The standard deviation is hard wired in and is set to be very low i.e. almost a delta function.
The "doc_parameters.txt" file contains the description of all the parameters.
Case 1: Random Distribution of shells: In order to have the injected shell parameters (bulk Lorentz factor, Mass, shell width (along the jet) etc.), randomly sampled from given distributions please make sure the following are done in the parameters file:
use_shell_file = 0
use_data_file = 0
Please refer to "doc_parameters.txt" for more details on the
other parameters.
Case 2: Shell distribution from a file: Can read the shell parameters file. To switch this on have the following:
use_shell_file = 1
use_data_file = 0
The shell file name can be changed:
shell_file = <filename>
The shell file needs to contain the following information in
separate columns:
column1: <Shell injection time>
column2: <shell rest mass>
column3: <bulk Lorentz factor>
column4: <shell width>
Note: Please make sure there is NO new line at the end of this file.
Note: Please make sure there is !!NO NEW LINE!! at the end of this file.

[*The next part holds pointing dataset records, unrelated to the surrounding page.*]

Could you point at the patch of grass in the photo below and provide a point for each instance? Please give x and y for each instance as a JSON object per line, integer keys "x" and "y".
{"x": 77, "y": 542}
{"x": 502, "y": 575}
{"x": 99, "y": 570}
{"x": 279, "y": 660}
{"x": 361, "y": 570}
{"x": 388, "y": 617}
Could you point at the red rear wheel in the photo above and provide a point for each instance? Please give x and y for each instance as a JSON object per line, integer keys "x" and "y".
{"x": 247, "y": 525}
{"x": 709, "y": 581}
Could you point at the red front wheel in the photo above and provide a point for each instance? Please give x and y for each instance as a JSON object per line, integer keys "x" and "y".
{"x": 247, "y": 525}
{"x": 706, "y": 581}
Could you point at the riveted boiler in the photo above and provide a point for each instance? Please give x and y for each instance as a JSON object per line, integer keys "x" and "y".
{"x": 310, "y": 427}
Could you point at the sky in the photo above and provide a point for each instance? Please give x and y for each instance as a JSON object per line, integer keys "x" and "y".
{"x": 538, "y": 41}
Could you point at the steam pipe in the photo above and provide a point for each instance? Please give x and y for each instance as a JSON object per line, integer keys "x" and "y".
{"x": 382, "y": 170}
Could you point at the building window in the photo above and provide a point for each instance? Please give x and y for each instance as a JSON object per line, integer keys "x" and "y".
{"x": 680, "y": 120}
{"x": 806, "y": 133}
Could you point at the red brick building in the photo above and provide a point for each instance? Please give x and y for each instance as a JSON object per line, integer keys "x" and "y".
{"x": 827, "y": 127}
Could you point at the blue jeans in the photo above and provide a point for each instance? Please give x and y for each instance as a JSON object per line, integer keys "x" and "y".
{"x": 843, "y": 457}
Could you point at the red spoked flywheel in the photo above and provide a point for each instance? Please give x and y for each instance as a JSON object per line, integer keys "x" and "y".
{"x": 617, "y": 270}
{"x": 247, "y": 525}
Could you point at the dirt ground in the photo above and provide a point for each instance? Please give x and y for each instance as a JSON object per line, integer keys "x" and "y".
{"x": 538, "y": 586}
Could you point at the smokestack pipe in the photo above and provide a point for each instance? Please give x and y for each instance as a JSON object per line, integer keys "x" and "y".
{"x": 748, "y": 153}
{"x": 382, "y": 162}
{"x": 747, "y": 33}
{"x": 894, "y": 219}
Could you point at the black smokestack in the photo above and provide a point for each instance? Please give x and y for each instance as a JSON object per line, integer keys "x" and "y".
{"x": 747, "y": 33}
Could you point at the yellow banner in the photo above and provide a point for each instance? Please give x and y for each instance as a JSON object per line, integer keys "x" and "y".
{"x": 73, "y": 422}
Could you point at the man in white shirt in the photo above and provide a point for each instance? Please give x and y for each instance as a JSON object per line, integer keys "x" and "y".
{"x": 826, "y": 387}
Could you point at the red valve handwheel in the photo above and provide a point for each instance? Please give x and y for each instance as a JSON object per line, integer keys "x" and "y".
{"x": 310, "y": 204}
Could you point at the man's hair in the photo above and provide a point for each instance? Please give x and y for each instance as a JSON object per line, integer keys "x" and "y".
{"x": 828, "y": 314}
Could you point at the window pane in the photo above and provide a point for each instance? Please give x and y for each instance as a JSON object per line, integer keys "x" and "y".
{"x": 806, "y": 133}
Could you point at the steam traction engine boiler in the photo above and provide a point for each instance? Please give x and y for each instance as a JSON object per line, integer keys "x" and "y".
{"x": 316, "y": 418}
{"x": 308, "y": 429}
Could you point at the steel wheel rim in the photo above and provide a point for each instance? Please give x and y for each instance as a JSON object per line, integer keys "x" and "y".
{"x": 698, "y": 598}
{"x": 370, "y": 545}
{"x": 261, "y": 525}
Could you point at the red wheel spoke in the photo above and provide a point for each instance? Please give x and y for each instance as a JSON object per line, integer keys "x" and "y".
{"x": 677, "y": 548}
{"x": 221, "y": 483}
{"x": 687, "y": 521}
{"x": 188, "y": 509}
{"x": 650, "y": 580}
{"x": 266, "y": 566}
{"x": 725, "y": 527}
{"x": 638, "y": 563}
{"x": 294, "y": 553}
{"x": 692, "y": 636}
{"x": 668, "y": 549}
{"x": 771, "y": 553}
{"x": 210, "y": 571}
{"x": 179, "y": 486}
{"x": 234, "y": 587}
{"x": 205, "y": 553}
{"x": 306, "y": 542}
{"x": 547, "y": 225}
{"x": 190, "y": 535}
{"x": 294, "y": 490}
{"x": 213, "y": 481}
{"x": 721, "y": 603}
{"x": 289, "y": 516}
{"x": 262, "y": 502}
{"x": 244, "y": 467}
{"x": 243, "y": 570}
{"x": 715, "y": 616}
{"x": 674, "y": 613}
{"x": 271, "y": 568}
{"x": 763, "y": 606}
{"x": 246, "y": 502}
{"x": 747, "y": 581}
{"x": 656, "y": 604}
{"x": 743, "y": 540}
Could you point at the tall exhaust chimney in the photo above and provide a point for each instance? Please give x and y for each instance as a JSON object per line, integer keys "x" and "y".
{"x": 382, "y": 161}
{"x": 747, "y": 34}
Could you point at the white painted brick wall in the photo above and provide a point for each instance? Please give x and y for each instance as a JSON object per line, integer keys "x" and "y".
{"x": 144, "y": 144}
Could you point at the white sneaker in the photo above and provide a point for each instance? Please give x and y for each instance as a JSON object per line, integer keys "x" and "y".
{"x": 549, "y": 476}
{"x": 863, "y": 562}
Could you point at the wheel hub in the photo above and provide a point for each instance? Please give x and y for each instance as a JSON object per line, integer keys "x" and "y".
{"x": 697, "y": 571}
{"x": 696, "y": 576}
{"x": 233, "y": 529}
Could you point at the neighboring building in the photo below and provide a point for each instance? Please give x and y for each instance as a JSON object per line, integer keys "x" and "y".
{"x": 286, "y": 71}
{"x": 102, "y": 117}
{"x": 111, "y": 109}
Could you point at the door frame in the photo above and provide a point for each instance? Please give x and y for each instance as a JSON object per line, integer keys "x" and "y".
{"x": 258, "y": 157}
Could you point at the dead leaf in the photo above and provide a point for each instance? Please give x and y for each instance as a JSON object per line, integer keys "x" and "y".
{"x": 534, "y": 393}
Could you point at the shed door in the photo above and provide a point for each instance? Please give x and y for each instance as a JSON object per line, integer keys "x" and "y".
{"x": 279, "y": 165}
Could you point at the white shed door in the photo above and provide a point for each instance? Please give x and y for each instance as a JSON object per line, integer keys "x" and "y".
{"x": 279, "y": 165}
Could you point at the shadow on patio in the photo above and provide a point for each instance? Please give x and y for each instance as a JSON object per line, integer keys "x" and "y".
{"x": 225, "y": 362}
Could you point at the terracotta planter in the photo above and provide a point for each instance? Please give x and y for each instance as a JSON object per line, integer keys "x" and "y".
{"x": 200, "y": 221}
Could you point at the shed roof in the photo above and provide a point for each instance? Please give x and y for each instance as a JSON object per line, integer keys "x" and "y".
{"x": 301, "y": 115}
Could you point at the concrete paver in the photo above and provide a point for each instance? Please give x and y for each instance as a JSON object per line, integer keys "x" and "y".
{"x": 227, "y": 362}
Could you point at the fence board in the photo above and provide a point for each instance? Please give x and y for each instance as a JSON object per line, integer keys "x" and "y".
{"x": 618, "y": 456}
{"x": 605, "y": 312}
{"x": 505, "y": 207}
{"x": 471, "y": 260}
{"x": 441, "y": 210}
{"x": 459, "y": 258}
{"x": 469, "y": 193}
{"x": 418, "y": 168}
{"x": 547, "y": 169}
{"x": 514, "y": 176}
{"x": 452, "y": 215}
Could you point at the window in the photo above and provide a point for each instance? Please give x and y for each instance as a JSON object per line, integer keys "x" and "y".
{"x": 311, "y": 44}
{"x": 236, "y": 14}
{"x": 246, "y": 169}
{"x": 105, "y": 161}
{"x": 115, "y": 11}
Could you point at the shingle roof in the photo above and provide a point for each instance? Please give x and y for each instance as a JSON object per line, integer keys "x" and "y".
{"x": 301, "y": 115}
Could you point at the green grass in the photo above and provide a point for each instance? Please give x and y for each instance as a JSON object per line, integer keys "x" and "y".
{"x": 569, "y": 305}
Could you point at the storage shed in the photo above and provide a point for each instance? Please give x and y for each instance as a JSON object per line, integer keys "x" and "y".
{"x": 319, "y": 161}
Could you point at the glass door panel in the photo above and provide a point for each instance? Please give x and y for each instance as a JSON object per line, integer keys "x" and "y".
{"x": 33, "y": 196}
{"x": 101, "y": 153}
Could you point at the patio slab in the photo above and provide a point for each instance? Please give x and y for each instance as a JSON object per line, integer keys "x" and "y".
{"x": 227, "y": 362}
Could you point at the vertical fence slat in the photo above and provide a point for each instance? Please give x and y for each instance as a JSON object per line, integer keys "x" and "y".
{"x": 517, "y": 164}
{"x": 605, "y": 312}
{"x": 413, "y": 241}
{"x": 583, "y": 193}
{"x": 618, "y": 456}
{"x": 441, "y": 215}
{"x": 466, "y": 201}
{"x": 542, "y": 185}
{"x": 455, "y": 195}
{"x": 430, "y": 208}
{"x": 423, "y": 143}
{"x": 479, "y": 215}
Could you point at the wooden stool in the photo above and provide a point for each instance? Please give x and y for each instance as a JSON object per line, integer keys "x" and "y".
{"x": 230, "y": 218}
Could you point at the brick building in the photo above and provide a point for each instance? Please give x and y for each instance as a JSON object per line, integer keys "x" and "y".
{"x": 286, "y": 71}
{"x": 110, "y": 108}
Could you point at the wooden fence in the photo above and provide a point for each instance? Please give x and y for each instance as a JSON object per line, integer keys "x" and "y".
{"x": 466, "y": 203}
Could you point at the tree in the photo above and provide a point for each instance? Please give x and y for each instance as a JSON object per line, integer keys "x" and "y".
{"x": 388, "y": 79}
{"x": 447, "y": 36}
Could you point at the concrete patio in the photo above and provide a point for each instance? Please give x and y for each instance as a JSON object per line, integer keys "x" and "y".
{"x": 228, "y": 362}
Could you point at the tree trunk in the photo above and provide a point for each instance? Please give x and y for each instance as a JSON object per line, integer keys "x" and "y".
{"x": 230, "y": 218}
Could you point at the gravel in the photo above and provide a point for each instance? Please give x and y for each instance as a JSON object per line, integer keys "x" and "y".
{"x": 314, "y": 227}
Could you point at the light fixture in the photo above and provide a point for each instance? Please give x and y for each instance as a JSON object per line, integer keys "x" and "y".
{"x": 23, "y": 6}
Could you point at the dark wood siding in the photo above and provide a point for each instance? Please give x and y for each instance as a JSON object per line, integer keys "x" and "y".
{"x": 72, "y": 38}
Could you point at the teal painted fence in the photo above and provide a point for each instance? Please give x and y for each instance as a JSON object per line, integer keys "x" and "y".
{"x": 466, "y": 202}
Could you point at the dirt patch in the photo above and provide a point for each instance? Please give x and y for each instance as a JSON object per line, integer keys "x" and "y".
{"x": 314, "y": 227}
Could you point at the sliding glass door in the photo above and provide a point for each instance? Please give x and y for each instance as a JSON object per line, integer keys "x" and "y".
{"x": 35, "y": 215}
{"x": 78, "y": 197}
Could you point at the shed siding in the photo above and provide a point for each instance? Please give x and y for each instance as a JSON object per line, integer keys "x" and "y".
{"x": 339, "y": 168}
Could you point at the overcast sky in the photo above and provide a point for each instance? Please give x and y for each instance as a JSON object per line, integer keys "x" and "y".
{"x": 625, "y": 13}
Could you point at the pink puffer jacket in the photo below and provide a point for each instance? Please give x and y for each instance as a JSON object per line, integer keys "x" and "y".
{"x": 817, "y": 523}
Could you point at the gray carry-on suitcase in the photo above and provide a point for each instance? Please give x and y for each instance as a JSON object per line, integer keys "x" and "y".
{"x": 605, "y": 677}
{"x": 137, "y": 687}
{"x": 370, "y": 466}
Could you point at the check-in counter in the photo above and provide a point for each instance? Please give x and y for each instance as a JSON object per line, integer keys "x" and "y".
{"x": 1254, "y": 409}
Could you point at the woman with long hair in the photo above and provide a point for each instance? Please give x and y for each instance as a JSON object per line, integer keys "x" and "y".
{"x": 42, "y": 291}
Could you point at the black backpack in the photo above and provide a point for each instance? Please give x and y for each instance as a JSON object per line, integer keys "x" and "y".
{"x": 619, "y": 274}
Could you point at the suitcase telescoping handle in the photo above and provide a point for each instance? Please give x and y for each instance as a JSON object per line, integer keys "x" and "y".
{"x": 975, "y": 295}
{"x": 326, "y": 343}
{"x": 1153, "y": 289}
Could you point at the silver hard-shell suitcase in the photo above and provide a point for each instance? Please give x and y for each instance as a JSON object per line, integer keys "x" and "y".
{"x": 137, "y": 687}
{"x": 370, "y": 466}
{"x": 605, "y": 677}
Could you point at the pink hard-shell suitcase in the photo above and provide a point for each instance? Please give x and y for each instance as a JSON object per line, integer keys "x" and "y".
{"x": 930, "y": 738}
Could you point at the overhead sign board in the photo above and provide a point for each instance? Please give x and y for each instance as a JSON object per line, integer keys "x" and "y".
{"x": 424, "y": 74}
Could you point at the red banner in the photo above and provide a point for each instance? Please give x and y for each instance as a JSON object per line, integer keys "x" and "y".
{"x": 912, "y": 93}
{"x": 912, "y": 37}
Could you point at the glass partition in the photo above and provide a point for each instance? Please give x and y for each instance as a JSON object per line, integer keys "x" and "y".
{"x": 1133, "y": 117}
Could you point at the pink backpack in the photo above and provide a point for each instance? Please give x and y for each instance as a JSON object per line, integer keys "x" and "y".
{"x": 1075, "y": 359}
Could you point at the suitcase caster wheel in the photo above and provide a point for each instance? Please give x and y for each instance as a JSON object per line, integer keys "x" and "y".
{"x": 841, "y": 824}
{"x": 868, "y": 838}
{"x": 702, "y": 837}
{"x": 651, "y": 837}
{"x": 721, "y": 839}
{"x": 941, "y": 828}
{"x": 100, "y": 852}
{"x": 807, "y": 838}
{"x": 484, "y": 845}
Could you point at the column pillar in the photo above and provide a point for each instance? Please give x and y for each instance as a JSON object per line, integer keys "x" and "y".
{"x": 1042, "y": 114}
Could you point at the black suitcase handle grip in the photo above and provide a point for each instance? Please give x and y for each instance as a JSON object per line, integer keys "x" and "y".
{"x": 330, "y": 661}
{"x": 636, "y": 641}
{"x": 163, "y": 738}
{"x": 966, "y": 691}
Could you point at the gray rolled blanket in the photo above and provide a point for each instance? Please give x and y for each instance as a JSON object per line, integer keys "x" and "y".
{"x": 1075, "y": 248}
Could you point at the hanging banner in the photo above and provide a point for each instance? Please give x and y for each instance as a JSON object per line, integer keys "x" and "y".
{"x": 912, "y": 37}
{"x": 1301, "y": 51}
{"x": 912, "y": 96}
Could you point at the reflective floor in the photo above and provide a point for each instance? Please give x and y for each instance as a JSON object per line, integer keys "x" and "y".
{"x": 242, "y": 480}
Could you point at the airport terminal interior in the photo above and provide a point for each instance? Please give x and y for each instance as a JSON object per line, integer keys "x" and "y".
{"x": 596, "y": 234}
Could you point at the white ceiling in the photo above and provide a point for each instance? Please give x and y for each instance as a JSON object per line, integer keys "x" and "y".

Case 3: Sampling the shells at more than "events"*: If you wish to sample radiation from the emitting shells at times other than just injection or shell merger then switch the following on:
increase_time_resolution = 1
This still does not mean the time step is completely discrete
as the shells will still be sampled at injection and
collisions as well. The increased time step resolution can be
set by:
step_resolution = <time in seconds e.g 1.>
The total run time of the simulation is set:
total_run_duration = <in seconds>
The following sets the time of the final shell injection:
shell_inj_duration = <in seconds>**
Case 4: Single/Few blob(s) with expansion into vacuum***: If you wish only to change the energy densities of the shells and no work is being carried out then:
in_vacuum_expansion = 1
We are going to assume the shells in this case are injected
with certain amount of internal energy****
inj_int_energy = 1
The fraction of rest mass energy released to internal energy:
rel_mass_frac = <0 to 1, percent of
relativistic mass>
It is worth noting that under this regime you wish to give
shells certain amount of thermal energy then the shells
injected !!MUST!! have different bulk lorentz factors. This is due
to the merged shell BLF calculations, which break down if the
two colliding shells have the same BLF. In the case the
collision is happening due to longitudinal expansion of the shell.
*an event is either injection of a new shell or collision/merger of two shells already in the jet. In order to increase efficiency the shells can sampled for radiation at only these events. This means the time steps are not uniform.
**Please note this is important only important when in Case
-
Otherwise the shellFile determines the time of the final shell injection. Also note that number of shells (N)injected when in Case 1 is determined by this and "avg_ejection_gap".
N ~ shell_inj_duration / avg_ejection_gap
***This assumption means that no work is being done against any external gas with the expansion of conical frustums. Under the normal circumstances there is an implicit assumption about external (the jet) gas pressure leading to a conical shape. Vacuum assumes free expansion.
****Under normal circumstances it is assumed the shells are injected with all their energy in the form of bulk kinetic energy and the internal energy is only generated when two shells collide. The internal energy is necessary if shells are going to emit radiation. This can be done in other cases as well, simply means the shells will be emitting from the moment they are injected.
If a large gap between ejections and high longitudinal expansion rate then increased sampling maybe necessary to avoid miscalculation of shell wall positions. Smaller increments leads to higher accuracy for calculating shell positions. This happens when shells injected with internal energy and then try to expand in the negative x-direction or pile up at the source.